【12月22日 AFP】米国体操連盟(USA Gymnastics)で昨年までチームドクターを務め、選手に性的暴行をしたとして起訴されたラリー・ナサール(Larry Nassar)被告に対し、ミシガン(Michigan)州連邦裁判所は21日、児童虐待疑惑に関する新たな証言を受けて保釈を認めない決定を下した。

 性的暴行疑惑が拡大しつつあるナサール被告は、複数の告発が表面化し、今年9月に勤務先のミシガン州立大学(Michigan State University)から解雇されていた。

 米メディアの報道によると、米連邦捜査局(FBI)の証言で、同被告が所有するパソコンのハードディスクから3万7000件に及ぶ児童ポルノの画像やビデオが押収されたことが明らかになったのを受け、連邦裁判所は同日、保釈を認めない命令を下したとされている。

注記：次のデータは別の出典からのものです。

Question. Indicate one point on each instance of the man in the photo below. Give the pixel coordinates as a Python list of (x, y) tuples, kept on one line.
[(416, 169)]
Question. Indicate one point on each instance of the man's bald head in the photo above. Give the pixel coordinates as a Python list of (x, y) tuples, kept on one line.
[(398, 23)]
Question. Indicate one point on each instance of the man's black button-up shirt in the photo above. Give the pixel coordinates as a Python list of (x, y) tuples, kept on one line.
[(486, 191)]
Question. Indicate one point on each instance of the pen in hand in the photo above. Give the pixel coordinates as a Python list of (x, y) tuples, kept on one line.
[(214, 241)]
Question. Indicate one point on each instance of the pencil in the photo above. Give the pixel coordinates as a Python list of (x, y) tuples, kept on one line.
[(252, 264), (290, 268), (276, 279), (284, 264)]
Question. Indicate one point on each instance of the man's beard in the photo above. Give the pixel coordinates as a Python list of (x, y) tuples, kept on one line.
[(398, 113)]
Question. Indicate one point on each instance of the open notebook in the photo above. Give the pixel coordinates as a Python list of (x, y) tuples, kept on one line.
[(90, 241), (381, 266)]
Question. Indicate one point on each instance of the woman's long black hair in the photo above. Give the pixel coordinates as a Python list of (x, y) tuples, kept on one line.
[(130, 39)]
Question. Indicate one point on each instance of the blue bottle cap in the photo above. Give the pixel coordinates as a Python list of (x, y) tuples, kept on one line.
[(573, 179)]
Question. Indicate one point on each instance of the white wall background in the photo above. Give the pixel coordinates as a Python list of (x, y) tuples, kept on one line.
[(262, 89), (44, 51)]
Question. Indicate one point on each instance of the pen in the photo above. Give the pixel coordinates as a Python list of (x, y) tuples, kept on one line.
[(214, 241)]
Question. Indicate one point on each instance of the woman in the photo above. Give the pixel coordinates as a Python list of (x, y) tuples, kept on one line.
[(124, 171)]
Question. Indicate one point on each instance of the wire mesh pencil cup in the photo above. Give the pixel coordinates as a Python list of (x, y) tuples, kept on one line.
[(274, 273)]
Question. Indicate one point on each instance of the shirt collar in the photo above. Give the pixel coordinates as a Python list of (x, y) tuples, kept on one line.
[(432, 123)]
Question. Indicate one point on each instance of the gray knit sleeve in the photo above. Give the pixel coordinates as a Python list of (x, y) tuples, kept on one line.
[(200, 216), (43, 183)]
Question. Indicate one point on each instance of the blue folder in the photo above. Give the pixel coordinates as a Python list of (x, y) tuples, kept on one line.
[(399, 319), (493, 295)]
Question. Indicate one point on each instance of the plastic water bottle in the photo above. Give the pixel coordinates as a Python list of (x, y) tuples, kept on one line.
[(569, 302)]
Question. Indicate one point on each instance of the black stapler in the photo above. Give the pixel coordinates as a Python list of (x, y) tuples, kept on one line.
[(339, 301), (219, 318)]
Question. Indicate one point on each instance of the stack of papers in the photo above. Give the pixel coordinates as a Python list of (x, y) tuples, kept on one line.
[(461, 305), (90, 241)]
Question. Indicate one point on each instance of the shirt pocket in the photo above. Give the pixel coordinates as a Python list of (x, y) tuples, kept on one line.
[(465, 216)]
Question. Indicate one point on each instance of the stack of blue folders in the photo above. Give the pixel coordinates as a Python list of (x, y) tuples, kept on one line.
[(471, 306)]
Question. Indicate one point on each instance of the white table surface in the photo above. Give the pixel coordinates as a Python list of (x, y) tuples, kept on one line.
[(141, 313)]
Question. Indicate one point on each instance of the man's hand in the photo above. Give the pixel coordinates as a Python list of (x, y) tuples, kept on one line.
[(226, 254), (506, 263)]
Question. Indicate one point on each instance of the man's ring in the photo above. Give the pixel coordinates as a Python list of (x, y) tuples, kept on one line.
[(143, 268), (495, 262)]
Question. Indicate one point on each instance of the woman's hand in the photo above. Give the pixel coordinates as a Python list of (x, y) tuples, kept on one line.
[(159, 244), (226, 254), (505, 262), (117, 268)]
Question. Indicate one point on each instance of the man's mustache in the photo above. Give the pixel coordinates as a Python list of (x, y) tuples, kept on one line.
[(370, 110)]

 さらに一部地元紙は、FBIのロッド・チャールズ(Rod Charles)捜査官が法廷審問で証言した内容として、押収されたビデオには、ナサール被告がプールで少女に性的虐待を加えている様子が映っていたと伝えている。同被告は、有罪が確定すれば最大で禁錮40年の刑に直面する可能性がある。

 捜査が続行される中、ナサール被告がミシガン州内外をはじめ、海外でも同様の犯行に及んでいたとされる情報が多く寄せられていると、検察側は訴えている。

 また、ミシガン州立大学の元ソフトボール選手であるティファニー・ロペス(Tiffany Lopez)氏も同日、学生アスリートだった1990年代後半に何度もセクハラ行為を受けたとして、大学とナサール被告を相手取り、カリフォルニア(California)州ロサンゼルス(Los Angeles)で訴訟を起こした。

 事件を告発したロペス氏によれば、虐待行為が行われたのは、持病の腰痛を治療している最中だったという。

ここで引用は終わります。